I have heard of people who like to print out their content and read it on paper but this is a new one.
An artist by the name of Jesse England has come up with a new way to make a backup copy of his ebooks. He doesn’t remove the DRM and copy it to an external file, nor does he use a traditional printer.
In his latest art project Jesse uses a photocopier to scan each “page” of the Kindle copy of 1984. He then bound all of those scanned pages into a paper book.
As you can see in the photo below, each page of the book shows the entire Kindle 3 and not just its screen. And to add to the irony, the book was professionally bound and even has a dustcover.
Here’s how Jesse described the project:
E-book backup is a physical, tangible, human readable copy of an electronically stored novel. The purchased contents of an e-book reader were easily photocopied and clip-bound to create a shelf-stable backup for the benefit of me, the book consumer. I can keep it on my bookshelf without worry of remote recall. A second hardcover backup has been made with the help of an online self-publishing house.

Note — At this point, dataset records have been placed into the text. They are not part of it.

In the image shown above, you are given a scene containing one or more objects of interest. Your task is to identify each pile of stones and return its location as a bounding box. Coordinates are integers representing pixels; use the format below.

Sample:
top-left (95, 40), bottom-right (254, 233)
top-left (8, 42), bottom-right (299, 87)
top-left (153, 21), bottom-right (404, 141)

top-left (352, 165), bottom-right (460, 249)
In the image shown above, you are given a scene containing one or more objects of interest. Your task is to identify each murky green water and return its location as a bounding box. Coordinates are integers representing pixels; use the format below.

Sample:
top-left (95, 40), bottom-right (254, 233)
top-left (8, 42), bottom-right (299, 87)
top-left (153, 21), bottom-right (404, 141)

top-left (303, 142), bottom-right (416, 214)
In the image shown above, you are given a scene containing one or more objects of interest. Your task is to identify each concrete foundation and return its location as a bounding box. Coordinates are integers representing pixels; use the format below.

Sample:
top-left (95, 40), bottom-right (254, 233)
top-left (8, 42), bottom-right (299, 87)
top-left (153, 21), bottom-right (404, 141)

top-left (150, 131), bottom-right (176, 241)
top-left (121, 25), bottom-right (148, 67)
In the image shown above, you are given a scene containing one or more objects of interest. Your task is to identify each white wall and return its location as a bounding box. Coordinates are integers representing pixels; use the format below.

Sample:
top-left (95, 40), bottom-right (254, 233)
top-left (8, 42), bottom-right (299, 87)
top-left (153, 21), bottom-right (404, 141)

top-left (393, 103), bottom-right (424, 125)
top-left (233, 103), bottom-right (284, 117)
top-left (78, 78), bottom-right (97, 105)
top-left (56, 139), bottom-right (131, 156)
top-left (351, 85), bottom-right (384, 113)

Jesse goes on to add that he chose this title because of the incident in 2009 when Amazon deleted illegally sold copies of the Kindle ebook from readers accounts. The similarity between that event and the major themes of the novel are strictly a coincidence, I’m sure.
GalletCat
I never would have thought to do this. The publishers must be chewing at the bit to see this story. Photocopy your kindle copy of your book while on the kindle. That is an awesome idea!
I have a book I bought twice, (lost first copy), and I have a PDF of the book. I need it OCR so I’ve been screen capping with my tablet and extracting the text with a cheap Android program. It works, but its a painstakingly slow process.
Anyway, good find Nate. I could actually see this being useful for let’s say printing out a larger text book, or making notes in a book etc..
By the way Nate, you posted a story a while back about a company you could send your physical book to, and they would turn it into a ebook. I think the orignal book gets destroyed, if I’m not mistaken. They charged a dollar per so many pages. Do you remember who that company was?
Probably 1DollarScan.
http://1dollarscan.com/
That was it! Thanks Nate!
Too much free time for this “artist”.
That is a flat out crazy idea, but in a way, there’s a symmetry to the insanity that’s appealing.